4 –  You will miss the variety of food, stimuli, cultures and languages

Depending on where home is for you, you might have to say goodbye to those exotic foodie explorations, languages barriers and diverse cultures. For me, for example, home is in a small village in the north-east of Italy and I already know I won’t be able to pamper my taste buds with Vietnamese, Thai or Pacific flavours for quite a while. I also know I no longer will be challenged by tricky conversations in Hindi or Balinese. But that’s life and the huge amount of friends you’ve made along the way, at the touch of a smartphone button, will help you feel less lonely.

5 – Oh the same old friends…

Oh come on! don’t take it that way. You know what I mean right? When you go to a new hostel and within minutes you already have a whole new gang of international friends to go out and explore. People of all sorts of background will cross your path while you travel and it’s not as easy when you are back at home. Or I might be wrong, I will see in a week or so when I get there.

6 – Kill me softly

Everybody knows that it’s super easy to fall back into the trap of normal life (whatever that means!!) once you get back. Personally, I will try my best to keep up with the routine that makes me feel A M A Z I N G (which involves meditation, yoga, learning, run daily) and not getting distracted by boring TV shows, sofa life, useless magazines and just random stuff.

7 – Why can’t you be normal?

My mum, and especially my dad, wish for me to be like one of those vending machine, erm friends I mentioned above. I’ve been Ommmmm-ing and zeeeeen-ing for months now to be ready to deal with their “You are getting old!”, “Don’t you want a child?”, “What about a real man?” “Are you gay”? kind of enquiries and questions. I still don’t really know how to deal with them, it’s hard to explain that I am happy alone and childless, but I hope the tattoo I got on my forehead helps them to understand me more. It says: no kids, just waves

8 – Leave your expectations behind and go home with an open heart

This is what I had to struggle the most since I’m the type of person who always sets a million expectations for myself and others. I wanted to go home having found myself -whatever that means – I wanted to be slimmer, darker, knowing how to play the guitar, surf and skate. Do I? Have I completed my journey? Thankfully not since I am not dead yet and I know that this is just a short break from my new lifestyle and I won’t be stopping home for too long. In fact, an Italian summer (and Italian food binges)  is just what I need to recharge my batteries. So, don’t expect your friends or family to change their plans for you, don’t expect them to have the energy to watch all your travel pictures or listen to all your stories. They won’t. Just let it be. Let them be.
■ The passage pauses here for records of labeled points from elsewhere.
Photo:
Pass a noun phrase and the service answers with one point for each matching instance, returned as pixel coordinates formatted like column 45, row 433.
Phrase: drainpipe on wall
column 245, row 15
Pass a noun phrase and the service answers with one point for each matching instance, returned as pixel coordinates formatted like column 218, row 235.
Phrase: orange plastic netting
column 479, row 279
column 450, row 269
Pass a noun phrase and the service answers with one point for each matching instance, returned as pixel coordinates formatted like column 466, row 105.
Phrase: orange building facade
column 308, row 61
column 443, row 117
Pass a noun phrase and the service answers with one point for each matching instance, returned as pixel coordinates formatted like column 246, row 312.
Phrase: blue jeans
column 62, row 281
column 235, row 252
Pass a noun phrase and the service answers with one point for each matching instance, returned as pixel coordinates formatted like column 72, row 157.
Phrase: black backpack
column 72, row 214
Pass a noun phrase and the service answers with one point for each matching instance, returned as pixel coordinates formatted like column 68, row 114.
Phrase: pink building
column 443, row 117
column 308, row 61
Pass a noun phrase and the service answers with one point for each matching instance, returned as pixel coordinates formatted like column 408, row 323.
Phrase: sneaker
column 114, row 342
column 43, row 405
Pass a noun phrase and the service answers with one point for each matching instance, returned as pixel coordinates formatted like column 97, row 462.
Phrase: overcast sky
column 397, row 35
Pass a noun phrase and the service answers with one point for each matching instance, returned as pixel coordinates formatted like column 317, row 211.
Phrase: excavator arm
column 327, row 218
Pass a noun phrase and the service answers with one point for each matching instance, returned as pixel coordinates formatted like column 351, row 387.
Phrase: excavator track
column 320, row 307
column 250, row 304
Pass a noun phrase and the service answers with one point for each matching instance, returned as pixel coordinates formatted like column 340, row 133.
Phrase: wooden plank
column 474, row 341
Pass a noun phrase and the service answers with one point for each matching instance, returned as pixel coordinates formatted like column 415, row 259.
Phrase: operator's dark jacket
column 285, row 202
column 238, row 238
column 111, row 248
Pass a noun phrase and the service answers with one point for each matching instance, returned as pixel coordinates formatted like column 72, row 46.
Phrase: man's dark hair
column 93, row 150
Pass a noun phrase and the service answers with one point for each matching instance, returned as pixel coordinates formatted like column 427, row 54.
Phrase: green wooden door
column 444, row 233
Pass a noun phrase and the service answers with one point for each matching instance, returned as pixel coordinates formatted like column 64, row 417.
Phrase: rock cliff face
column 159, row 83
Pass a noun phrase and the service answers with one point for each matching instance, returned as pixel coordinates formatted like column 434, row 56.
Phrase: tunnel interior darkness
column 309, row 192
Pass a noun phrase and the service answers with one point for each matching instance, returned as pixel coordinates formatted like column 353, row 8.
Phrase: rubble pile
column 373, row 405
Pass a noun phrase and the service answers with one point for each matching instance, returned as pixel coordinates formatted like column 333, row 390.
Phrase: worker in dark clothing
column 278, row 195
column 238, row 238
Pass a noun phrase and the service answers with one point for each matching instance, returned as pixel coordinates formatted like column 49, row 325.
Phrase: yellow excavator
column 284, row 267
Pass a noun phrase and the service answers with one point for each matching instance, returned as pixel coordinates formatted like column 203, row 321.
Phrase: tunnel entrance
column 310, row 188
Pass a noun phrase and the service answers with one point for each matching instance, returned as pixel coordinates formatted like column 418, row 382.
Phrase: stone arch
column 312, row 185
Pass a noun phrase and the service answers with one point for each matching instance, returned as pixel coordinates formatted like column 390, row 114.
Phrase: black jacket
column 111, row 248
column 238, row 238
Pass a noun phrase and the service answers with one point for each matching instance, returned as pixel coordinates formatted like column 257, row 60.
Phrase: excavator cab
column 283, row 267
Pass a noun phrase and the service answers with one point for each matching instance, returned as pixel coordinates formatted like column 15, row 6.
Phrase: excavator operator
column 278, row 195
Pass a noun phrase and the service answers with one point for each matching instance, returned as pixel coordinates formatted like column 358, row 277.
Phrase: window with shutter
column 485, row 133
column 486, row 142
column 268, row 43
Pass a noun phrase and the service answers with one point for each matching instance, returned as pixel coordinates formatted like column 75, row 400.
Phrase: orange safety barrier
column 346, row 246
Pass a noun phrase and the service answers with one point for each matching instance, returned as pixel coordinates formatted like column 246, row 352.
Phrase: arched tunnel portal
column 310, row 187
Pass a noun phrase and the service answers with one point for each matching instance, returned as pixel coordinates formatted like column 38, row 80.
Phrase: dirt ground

9 – And finally… let the simple things surprise you again

After travelling for so long, it’s easy to take striking sights and incredible landscapes for granted. Personally, I have fallen into that trap a few times, when I had no interest to explore or to meet new people. In fact, I made a promise to only do what felt right for me in that moment and I killed the pressure to see everything. After almost two years on the road, I am just in need of simplicity. The simplicity of seeing beauty in the smallest things, in the smiles of my friends, in the well-known landscape around my home, of hiking those hills I used to visit with my dad and sisters when I was little. The familiarity of seeing common products at the supermarket. And smell the flowers in my mum’s garden. And the texture of her sheets. So if you, like me, are about to board that final plane that will take you home, don’t worry mate. Go home and allow yourself to be surprised and amazed by the little things. Let your friends and family spoil you, let them take care of you for a little while. Undress of the I-can-do-this-I-am-a-traveller armour. Drop your backpacker’s defences. But go home and appreciate the little things, the familiar smells of home, the different shades and the comfort that comes with it. You are safe, my friend. This is home. You are home.